It can be understood that, in the embodiment of the present invention, the "authenticated cloud shared storage space" and the "second digital cloud user behavior log example" are used to characterize that this is a debugging step of the application in the model, and are distinguished from the second digital cloud user behavior log and the cloud shared storage space mentioned in the model using step in terms of naming. Similarly, the subsequently mentioned "first knowledge unit example" and "second knowledge unit example" may be a distinguishing process from the corresponding technical features in the model using link. Further, examples may be understood as training samples or debugging samples.
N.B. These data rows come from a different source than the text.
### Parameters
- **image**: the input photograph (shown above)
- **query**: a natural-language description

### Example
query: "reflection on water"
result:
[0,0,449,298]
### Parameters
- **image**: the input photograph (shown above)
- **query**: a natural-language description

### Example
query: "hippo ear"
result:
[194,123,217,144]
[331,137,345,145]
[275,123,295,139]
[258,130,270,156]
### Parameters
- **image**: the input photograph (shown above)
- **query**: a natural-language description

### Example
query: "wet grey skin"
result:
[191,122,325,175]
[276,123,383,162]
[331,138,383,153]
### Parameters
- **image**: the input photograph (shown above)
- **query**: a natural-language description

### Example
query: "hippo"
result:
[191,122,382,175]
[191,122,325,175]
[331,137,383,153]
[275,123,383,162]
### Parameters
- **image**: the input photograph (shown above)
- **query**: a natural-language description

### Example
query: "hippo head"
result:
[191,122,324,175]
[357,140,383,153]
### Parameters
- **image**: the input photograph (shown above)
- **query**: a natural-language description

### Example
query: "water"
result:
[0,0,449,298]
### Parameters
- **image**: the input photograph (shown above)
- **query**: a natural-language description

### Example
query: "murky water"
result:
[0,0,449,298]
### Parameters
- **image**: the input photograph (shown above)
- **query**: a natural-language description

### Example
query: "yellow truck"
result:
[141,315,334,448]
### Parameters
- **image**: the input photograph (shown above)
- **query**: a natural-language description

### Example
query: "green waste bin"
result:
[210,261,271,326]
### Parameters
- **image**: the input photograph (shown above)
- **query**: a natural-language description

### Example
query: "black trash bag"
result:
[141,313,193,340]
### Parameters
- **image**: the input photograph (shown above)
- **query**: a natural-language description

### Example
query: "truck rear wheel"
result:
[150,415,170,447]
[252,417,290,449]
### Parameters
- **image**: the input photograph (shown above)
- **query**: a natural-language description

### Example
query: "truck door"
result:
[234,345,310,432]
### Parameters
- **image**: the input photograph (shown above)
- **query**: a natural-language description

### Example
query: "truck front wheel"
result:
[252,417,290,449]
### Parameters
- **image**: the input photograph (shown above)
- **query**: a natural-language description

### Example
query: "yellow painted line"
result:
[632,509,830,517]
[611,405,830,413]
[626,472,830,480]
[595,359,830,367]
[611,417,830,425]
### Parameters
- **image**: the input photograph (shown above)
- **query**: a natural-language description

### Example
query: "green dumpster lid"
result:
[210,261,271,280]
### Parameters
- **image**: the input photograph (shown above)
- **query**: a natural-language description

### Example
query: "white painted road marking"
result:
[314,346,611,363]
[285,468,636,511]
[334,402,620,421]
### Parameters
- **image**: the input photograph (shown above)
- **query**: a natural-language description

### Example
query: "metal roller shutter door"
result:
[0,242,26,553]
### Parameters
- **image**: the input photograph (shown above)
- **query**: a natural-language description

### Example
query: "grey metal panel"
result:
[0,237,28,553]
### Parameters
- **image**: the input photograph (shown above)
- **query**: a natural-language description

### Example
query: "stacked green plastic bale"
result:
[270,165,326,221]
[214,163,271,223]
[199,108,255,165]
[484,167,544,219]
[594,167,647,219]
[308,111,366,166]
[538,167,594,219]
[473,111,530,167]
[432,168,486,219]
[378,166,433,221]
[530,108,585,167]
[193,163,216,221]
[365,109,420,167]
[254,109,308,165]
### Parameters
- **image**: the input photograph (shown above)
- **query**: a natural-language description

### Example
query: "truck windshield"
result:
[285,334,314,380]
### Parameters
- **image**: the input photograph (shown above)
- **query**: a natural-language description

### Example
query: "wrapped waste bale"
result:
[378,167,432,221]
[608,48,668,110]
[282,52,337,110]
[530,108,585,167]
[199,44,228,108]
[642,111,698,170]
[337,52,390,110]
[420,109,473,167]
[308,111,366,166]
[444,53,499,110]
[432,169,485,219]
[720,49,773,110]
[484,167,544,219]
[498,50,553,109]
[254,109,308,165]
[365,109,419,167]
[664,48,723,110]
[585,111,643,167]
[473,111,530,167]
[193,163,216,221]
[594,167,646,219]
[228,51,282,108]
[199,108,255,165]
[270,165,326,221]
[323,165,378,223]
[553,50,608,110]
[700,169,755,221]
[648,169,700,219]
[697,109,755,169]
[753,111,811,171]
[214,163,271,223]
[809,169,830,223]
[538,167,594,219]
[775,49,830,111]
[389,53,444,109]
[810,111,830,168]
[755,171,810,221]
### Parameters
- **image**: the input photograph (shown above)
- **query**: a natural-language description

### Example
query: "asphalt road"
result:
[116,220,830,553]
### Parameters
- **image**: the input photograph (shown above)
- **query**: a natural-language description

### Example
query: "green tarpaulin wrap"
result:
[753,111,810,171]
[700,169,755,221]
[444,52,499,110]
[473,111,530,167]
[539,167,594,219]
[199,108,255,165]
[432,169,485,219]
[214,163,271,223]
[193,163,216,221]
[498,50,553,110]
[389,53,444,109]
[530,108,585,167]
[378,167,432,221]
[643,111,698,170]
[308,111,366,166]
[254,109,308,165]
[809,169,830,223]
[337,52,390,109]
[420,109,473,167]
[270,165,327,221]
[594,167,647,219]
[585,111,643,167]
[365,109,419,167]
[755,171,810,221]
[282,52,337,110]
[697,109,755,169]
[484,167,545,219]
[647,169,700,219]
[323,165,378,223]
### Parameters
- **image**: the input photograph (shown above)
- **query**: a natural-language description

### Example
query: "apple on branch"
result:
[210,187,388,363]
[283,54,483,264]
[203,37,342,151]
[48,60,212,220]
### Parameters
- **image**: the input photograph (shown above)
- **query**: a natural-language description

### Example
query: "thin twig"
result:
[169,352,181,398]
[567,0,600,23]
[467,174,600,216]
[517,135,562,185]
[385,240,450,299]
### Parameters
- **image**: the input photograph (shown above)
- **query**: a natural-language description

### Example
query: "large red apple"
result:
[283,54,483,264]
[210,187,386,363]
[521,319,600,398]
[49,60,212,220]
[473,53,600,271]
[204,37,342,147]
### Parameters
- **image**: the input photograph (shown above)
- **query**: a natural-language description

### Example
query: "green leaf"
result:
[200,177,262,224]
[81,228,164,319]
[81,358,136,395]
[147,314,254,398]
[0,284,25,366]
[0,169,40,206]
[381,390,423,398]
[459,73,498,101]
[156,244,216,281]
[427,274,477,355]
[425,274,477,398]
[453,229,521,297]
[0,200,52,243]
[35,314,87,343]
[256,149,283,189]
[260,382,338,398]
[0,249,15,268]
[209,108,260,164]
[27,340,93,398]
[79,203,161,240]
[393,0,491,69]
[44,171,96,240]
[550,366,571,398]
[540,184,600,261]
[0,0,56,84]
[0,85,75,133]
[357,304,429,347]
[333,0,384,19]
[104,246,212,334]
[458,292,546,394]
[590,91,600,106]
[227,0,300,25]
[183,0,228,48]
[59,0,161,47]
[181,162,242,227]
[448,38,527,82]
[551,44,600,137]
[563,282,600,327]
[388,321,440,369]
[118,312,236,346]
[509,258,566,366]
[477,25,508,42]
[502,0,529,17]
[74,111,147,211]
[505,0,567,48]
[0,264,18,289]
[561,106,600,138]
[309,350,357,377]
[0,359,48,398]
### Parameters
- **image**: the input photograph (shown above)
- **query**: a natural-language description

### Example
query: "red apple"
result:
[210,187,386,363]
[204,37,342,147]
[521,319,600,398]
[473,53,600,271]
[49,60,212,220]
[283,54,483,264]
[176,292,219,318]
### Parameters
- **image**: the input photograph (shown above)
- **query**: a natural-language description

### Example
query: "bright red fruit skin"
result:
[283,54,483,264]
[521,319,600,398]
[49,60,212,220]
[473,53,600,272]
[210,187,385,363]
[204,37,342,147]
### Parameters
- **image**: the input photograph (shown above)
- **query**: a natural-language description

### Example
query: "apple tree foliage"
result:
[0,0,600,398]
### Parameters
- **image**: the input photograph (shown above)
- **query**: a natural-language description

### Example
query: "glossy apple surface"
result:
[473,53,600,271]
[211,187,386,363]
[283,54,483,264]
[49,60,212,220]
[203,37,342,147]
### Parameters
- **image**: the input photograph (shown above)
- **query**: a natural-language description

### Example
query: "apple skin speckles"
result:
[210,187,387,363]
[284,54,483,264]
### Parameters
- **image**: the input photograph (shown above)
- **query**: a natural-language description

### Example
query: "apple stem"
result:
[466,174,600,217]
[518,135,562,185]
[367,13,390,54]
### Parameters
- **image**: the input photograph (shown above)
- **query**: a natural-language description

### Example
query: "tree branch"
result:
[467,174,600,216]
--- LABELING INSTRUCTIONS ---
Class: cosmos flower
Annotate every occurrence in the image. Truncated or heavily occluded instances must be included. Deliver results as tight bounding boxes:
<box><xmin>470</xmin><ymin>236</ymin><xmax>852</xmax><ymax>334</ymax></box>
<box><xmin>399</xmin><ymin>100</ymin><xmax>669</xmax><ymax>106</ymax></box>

It can be appreciated that asynchronous debugging concepts can be employed in debugging the intent knowledge decision optimization model. For example, the set of debugging examples can be divided into a plurality of local example sets, each time the debugging is cycled, one local example set is introduced into the intention knowledge decision optimization model, and the model configuration variables are improved by combining rules of loss function feedback in combination with model cost indexes (such as arithmetic function values) of the first digital cloud user behavior log examples included in the local example sets. After one cycle debugging is completed, the next local example set can be loaded to the intention knowledge decision optimization model to perform the next cycle debugging.
For the embodiment of the present invention, each digital cloud user behavior log in one local example set sample may be understood as one first digital cloud user behavior log example, and each first digital cloud user behavior log example may perform the following processing from S300 to S306, and may obtain a model cost index cost function according to a regression analysis result and a priori annotation.
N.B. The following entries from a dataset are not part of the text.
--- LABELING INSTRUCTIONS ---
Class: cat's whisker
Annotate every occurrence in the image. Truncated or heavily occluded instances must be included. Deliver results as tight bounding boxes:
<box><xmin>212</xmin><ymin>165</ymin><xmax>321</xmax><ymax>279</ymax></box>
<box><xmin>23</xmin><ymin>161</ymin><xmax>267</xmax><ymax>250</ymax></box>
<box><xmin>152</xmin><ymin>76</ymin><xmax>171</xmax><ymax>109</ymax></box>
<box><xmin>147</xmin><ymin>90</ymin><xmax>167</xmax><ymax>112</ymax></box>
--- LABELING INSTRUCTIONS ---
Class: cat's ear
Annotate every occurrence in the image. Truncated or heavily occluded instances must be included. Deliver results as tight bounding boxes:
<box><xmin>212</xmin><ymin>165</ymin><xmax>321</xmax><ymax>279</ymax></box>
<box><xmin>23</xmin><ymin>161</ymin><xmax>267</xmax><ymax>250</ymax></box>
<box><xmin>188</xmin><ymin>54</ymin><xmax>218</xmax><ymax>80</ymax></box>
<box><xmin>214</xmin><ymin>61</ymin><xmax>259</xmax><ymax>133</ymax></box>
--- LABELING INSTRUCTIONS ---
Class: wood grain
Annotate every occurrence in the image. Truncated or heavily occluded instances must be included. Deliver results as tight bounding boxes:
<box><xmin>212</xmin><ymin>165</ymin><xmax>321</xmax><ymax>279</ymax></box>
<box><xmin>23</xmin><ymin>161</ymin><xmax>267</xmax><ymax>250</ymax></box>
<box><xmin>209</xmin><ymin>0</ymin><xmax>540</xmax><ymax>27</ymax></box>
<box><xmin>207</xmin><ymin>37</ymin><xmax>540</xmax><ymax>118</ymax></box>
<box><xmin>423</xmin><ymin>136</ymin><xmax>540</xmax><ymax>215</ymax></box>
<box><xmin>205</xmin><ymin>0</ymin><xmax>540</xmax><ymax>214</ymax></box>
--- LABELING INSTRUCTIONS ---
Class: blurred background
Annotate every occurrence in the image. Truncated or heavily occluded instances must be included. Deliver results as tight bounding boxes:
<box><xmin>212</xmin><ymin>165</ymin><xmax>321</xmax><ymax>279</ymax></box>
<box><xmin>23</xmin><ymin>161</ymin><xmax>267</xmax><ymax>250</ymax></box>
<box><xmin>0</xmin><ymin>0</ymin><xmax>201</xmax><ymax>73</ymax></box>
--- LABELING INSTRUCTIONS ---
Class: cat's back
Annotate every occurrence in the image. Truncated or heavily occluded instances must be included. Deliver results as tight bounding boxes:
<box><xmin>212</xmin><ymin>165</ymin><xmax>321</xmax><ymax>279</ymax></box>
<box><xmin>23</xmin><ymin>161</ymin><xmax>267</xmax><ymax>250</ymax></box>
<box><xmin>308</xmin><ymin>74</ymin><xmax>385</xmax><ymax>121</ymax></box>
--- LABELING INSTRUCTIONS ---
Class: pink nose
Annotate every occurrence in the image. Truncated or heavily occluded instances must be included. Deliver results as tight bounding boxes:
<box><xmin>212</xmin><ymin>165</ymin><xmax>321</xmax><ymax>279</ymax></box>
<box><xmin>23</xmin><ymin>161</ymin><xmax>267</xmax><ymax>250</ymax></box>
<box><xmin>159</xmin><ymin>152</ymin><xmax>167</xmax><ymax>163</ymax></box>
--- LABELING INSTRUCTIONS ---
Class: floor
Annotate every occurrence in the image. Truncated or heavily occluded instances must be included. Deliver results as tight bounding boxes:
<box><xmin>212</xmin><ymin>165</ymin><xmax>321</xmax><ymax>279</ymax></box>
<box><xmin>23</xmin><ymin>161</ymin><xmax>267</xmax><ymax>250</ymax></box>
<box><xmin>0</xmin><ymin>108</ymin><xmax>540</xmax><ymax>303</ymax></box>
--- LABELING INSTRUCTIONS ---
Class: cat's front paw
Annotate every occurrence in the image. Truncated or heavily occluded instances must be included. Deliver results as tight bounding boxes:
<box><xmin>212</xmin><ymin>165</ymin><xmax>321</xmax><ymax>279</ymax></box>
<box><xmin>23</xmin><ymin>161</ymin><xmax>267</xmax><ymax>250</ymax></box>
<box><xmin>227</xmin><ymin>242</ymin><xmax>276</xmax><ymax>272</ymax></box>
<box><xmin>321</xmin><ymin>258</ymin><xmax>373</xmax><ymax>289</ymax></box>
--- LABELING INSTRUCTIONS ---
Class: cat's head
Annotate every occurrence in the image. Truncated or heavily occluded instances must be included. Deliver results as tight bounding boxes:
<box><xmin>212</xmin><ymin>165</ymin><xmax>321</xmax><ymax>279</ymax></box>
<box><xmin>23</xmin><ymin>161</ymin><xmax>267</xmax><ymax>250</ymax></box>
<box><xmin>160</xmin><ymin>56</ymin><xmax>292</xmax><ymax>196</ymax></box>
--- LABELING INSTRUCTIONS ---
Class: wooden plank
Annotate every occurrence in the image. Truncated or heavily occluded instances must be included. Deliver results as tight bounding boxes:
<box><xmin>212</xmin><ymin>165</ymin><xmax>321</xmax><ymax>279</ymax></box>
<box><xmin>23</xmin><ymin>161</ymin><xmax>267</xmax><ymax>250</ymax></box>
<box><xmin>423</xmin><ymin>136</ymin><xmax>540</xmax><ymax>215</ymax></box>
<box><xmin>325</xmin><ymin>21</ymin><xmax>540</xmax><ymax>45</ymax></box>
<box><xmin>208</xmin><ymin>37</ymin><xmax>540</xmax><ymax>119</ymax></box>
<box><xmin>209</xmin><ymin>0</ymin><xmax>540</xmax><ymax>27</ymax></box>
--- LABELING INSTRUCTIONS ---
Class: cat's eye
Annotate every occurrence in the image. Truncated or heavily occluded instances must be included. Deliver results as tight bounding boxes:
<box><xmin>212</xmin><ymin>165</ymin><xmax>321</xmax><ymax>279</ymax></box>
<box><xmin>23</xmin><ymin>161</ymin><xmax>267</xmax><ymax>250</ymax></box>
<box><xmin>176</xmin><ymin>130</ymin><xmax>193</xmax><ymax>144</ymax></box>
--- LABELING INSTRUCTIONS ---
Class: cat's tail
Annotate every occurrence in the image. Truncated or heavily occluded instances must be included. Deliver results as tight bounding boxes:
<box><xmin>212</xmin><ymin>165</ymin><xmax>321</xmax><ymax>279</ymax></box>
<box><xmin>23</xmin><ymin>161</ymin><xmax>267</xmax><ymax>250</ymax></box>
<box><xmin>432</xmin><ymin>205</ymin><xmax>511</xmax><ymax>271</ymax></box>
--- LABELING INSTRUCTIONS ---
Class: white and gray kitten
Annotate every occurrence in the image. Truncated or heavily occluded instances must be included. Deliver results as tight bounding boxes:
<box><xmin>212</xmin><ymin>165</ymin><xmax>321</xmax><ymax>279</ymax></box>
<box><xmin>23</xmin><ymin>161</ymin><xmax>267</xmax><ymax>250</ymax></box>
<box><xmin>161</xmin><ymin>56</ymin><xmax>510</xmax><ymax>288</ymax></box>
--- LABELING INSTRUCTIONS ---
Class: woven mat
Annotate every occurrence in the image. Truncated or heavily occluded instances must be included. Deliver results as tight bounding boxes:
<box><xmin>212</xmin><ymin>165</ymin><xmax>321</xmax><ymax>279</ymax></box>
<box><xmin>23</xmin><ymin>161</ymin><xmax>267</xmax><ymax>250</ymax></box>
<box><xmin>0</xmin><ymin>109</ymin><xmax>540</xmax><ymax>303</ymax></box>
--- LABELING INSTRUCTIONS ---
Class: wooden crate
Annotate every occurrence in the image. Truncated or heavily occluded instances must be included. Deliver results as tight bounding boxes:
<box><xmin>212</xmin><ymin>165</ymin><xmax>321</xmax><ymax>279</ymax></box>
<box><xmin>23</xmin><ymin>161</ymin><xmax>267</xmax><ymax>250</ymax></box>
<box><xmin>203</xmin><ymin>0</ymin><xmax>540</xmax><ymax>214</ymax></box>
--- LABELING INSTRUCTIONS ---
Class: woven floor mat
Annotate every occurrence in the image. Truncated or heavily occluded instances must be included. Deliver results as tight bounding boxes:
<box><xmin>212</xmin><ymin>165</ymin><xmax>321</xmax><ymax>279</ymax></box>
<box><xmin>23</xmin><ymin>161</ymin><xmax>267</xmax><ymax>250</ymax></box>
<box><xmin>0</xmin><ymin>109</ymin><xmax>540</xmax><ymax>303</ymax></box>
Further, obtaining a digital cloud user behavior log that satisfies a set relationship with the first digital cloud user behavior log instance may be understood as a "second digital cloud user behavior log instance". For example, the determining concept of the second digital cloud user behavior log example may be that the digital cloud user behavior log with a higher word vector commonality is determined as the second digital cloud user behavior log example according to the word vector commonality between the digital cloud user behavior logs.
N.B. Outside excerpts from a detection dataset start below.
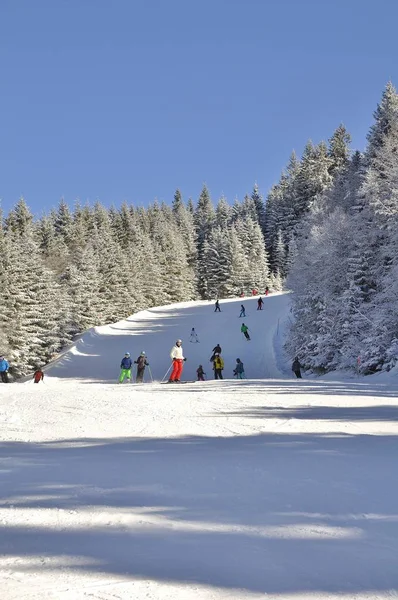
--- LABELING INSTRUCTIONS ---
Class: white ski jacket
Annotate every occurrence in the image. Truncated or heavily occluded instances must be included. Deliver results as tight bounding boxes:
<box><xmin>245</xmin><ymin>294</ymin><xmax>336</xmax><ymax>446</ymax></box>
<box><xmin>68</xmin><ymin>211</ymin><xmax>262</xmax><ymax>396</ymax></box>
<box><xmin>170</xmin><ymin>346</ymin><xmax>184</xmax><ymax>360</ymax></box>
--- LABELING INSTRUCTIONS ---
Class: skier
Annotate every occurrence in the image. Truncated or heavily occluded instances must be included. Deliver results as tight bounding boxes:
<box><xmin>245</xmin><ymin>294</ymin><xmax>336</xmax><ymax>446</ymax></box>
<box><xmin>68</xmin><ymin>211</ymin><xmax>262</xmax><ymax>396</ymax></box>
<box><xmin>213</xmin><ymin>352</ymin><xmax>224</xmax><ymax>379</ymax></box>
<box><xmin>196</xmin><ymin>365</ymin><xmax>206</xmax><ymax>381</ymax></box>
<box><xmin>292</xmin><ymin>356</ymin><xmax>302</xmax><ymax>379</ymax></box>
<box><xmin>134</xmin><ymin>351</ymin><xmax>149</xmax><ymax>383</ymax></box>
<box><xmin>210</xmin><ymin>344</ymin><xmax>221</xmax><ymax>362</ymax></box>
<box><xmin>169</xmin><ymin>340</ymin><xmax>187</xmax><ymax>383</ymax></box>
<box><xmin>234</xmin><ymin>358</ymin><xmax>245</xmax><ymax>379</ymax></box>
<box><xmin>240</xmin><ymin>323</ymin><xmax>250</xmax><ymax>341</ymax></box>
<box><xmin>119</xmin><ymin>352</ymin><xmax>133</xmax><ymax>383</ymax></box>
<box><xmin>189</xmin><ymin>327</ymin><xmax>199</xmax><ymax>344</ymax></box>
<box><xmin>33</xmin><ymin>368</ymin><xmax>44</xmax><ymax>383</ymax></box>
<box><xmin>0</xmin><ymin>355</ymin><xmax>10</xmax><ymax>383</ymax></box>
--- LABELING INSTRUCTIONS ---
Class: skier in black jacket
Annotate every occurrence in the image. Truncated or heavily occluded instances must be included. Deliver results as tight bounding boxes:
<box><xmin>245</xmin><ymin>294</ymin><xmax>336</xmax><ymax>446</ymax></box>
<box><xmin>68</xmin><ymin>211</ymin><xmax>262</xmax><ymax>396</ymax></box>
<box><xmin>292</xmin><ymin>356</ymin><xmax>302</xmax><ymax>379</ymax></box>
<box><xmin>210</xmin><ymin>344</ymin><xmax>221</xmax><ymax>362</ymax></box>
<box><xmin>134</xmin><ymin>351</ymin><xmax>149</xmax><ymax>383</ymax></box>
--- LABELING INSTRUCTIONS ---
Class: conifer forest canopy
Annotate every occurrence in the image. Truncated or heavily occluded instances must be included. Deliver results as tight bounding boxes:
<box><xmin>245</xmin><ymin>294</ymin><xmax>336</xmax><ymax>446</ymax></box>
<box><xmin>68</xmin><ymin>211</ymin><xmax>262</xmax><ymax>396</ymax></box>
<box><xmin>0</xmin><ymin>83</ymin><xmax>398</xmax><ymax>378</ymax></box>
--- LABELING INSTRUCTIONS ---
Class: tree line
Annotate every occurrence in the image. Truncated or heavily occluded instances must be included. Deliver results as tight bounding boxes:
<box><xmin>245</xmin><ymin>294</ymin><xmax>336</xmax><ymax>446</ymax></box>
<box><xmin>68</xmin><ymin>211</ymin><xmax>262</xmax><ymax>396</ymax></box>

S302, obtaining a second expert decision knowledge distribution, wherein the second expert decision knowledge distribution comprises a first knowledge unit example and at least one second knowledge unit example, the characteristic variable of the first knowledge unit example reflects an attack intention knowledge field of a first digital cloud user behavior log example, the characteristic variable of the second knowledge unit example reflects an attack intention knowledge field of a second digital cloud user behavior log example, and the second digital cloud user behavior log example is a digital cloud user behavior log which meets a set relationship with the first digital cloud user behavior log example.
For example, the expert decision knowledge distribution in the model debugging stage may be understood as a second expert decision knowledge distribution, and the expert decision knowledge distribution in the model using stage may be understood as a first expert decision knowledge distribution.
Further, the second expert decision knowledge distribution may include a plurality of knowledge units therein. Wherein the knowledge unit may include: one first knowledge unit instance, and no less than one second knowledge unit instance. The first knowledge unit examples reflect first digital cloud user behavior log examples, and each second knowledge unit example reflects one second digital cloud user behavior log example determined in S300. The feature variable of each knowledge unit is an attack intention knowledge field, for example, the feature variable of a first knowledge unit example is an attack intention knowledge field of a first digital cloud user behavior log example, and the feature variable of a second knowledge unit example is an attack intention knowledge field of a second digital cloud user behavior log example.
S304, loading the second expert decision knowledge distribution to an intention knowledge decision optimization model, wherein the intention knowledge decision optimization model optimizes the characteristic variables of the first knowledge unit examples based on the characteristic variables of the second knowledge unit examples in the second expert decision knowledge distribution.
For example, the intent knowledge decision optimization model may be a deep learning model. The deep learning model is based on an expert system, and the deep learning model DNN is configured to optimize an attack intention knowledge field of a first knowledge unit example according to an attack intention knowledge field of a second knowledge unit example in the second expert decision knowledge distribution, for example, the attack intention knowledge field of the first knowledge unit example may be optimized after global operation according to the attack intention knowledge field of each second knowledge unit example.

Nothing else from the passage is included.